Except I didn’t want to stop trying. I needed to move past this. I had to. Because my alternative was trying to make it through the day filled with pain, confusion, frustration, and destruction.
That’s when I realized that if I couldn’t stop my thoughts then I was at least going to challenge them. If I couldn’t plug the dam, then I was going to try and swim with it.
I wasn’t ready to switch from negative to positive, and frankly, I didn’t think it would work. First of all, if I don’t believe the thought, then I won’t think it. So thinking, “oh, I’m great, and things are great!” Was flat-out bull crap.
I needed to believe something that was true. Otherwise it wouldn’t work for me.
So I started challenging my thoughts. Admittedly, I couldn’t do it alone. I needed help from my psychiatrist. I needed her to validate me when I couldn’t. I needed her to challenge me when I couldn’t. I needed her to remind me when I forgot.
Wanting to challenge my thoughts took practice. The first few times I didn’t even remember to challenge them until long after I had the thought. I kept trying. And practice after practice I finally managed to remember to challenge a thought as I had it.
And now what?
I was so surprised that I remembered that my mind went blank on what to do next. I felt like a deer in the headlights. And I kept trying. Until I finally had the thought, remembered to challenge it, and then actually challenge it.
It was so foreign I wasn’t sure if I was doing it right. Was it true? If it was true, where was the evidence that it was true?
Slowly I started to peel the onion of thinking, layer by layer, to get to the middle of what this thought was all about. And one day, after trying and trying, and practicing and practicing, I had poked enough holes into the thought and if it was accurate, that the thought deflated. It just dissipated. It was gone.
And I waited. Looking. Wondering. Was it really gone? Or was it hiding? Was it laying low until I stopped challenging? Had I managed to move past it? I waited, quietly, looking for the thought, and it was gone.
It was really gone. I had challenged the thought and taken all of the wind out of its sails. I was so pleased that it was finally gone. Granted it was one of many, many thoughts that would also need to be challenged. But this one thought had gone. And if I can get to a dozen or more of my thoughts to be deflated then starting with one was good.

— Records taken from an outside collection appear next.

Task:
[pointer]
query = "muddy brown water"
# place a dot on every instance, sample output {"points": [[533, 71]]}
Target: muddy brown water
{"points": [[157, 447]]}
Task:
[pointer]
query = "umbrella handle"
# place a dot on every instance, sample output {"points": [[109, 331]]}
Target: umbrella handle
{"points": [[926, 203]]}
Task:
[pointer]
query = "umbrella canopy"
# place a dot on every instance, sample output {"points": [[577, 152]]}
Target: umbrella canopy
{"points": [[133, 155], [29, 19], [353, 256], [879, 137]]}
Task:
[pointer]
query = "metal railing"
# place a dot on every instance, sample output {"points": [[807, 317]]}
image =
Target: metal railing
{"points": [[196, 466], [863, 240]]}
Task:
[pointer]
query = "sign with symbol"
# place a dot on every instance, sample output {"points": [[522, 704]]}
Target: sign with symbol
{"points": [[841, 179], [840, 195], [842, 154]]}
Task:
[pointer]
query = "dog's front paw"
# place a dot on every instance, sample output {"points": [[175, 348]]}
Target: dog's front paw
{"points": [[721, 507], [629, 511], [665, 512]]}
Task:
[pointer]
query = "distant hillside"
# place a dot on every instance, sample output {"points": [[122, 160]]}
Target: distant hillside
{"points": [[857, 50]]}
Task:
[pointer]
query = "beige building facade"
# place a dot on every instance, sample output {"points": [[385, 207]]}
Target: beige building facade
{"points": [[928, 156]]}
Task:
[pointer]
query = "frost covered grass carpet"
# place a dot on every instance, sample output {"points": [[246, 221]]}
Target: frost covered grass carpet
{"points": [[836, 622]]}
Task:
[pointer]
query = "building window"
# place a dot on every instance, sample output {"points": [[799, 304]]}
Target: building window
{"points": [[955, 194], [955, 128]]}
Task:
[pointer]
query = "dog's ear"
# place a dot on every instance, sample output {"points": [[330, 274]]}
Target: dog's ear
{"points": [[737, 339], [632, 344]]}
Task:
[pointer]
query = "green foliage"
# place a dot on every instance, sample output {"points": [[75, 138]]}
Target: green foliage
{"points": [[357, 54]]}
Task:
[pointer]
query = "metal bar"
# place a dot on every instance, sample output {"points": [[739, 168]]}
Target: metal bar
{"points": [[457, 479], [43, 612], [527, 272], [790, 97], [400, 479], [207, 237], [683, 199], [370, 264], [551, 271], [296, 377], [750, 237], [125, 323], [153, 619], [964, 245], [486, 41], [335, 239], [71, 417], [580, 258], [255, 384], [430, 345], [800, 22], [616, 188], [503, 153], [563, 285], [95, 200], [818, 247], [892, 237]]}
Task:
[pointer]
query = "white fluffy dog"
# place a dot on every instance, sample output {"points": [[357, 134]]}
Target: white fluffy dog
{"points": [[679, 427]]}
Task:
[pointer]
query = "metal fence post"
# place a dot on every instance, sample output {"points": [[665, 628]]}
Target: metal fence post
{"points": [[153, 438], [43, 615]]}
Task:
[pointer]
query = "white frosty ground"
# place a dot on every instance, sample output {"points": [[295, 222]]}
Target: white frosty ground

The practice to challenge is by no means perfect. Nor does it happen right away. Some thoughts are tougher to break than others. Some thoughts still try to make an appearance every now and then and with even more practice it becomes easier to challenge them and even their ferocity to take me down is much weaker than it used to be.
It is hard. Very hard. To change my thoughts has been a difficult process. I am still not at a point of having thoughts that everything is all good, but my thoughts are at least not as defeating or abusive as they once were. And that’s more than enough for me.
To not have my thoughts abuse me on a moment-to-moment basis has been like finding freedom. I am able to be finally free of the harsh, abusive, degrading voice that had been holding my mind captive for decades.
I don’t know if all of the thoughts will be gone one day. I can only hope that will happen. So I will continue to practice, I will keep challenging, as much as I need to, to get my own thoughts back.